Yansımanın temelde çok basit bir olay olduğunu belirten Pfarré, yansımanın mekan hissi yaratmada ve mekanı tanımlamadaki rolüne değindi. Yansıma olmadan hiçbir şey göremeyeceğimizi, yansıma ile yaratılan sonsuzluk hissinin mimarlık için önemli bir öğe olduğunu hatırlatan Pfarré, yansıtıcı yüzeylerin belli bir tasarım doğrultusunda kullanıldığı örnekler sundu.
"Işık sihirlidir, bazen nereden geldiğini anlayamazsınız" diyen Gerd Pfarré, Cirque du Soleil'in göz alıcı performanslarına göndermede bulunurken, sahne ışığı ile mimari ışığın birbirine karıştırılmaması gerektiğinin de altını çizdi ve şunları ekledi:
"Bir mekandaki ışık iyiyse farkına varmazsınız. Her projede aydınlatma tasarımcısı olmalı demiyorum ama bazen olması daha iyi! Mimarlıkta yansıma cepheyi hafifletir. Ancak güçlü yansıtıcı yüzeylere dikkat etmeliyiz çünkü çok güçlü yansıma çevredekileri rahatsız eder."
Aynı ışık kaynağına renk katarak ayrı bir mekan algısı yaratılabileceğine de değinen Gerd Pfarré, bu yönde gerçekleştirdiği bütünleşik mimari aydınlatma projelerinden örnekler paylaştı. Yarışma ile elde ettikleri HafenCity Üniversitesi metro istasyonu projesinin 6 yılın sonunda tamamlandığını söyleyen Pfarré, yer altına aldıkları konteynerler ile yarattıkları 'dağınık aydınlatma'nın (ambient lighting) tren bekleyen yolcular için farklı bir deneyim sunduğunu belirtti.
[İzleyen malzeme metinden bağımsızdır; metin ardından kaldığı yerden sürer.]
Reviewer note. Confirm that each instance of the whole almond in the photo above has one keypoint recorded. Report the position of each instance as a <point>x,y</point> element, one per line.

"Renk karnavalı çok yorucu ve fazla trendy" diyen Pfarré, HafenCity istasyonunda ışıklı konteynerlerden çok, bunların etrafa yaydığı ışığın algılandığına dikkat çekti; "Bu bir toplu taşıma projesi. İnsanlar her gün aynı istasyonu kullanıyorlar. Hareketli konteynerler, treni beklerken sürekli farklı bir ışıkla karşılaşmalarını sağlıyor."
Gerd Pfarré'nin sunumda bahsettiği diğer bir ilgi çekici proje ise, Der Spiegel ofisi idi. Bu projede de yansıtıcı yüzey fikrinden yola çıktıklarını ifade eden Pfarré, Spiegel'in anlamına da atfen 'ayna' efekti kullandıklarını ekledi.
"Kontrast yansımanın kardeşidir. İkisinin doğru kombinasyonu ise istediğimiz görüntüyü verir." diyen Pfarré, yansımanın çok farklı anlamları olduğuna dikkat çekerek, "Yansımanın algılanmasında gördüğünüz, birebir bilginin yanında, bilinçaltına refer eden bir durum da söz konusu" dedi.
Konuşmasının son bölümünde dış mekandaki aydınlatma projelerini ele alan Gerd Pfarré, yapıların gündüz ve gece görünümünün çok farklı olabildiğine işaret ederek şu uyarıda bulunmayı ihmal etmedi:
"Aydınlattığımız yapılarda, 'yüze doğrultulan meşale'dense güzel bir görüntü yaratmaya çalışıyoruz. Nasıl ki kuaföre gittiğinizin sokakta parmakla gösterilecek derecede göze batmasını istemezseniz, aydınlatma tasarımı için de aynı durum söz konusu. Bu noktada kullanacağınız ışık ve renk miktarı ile aydınlatmanın kalitesi çok önemli."
'Mimaride Işık vol.4' etkinliği, soru-cevap bölümünü takip eden kokteyl ile sona erdi.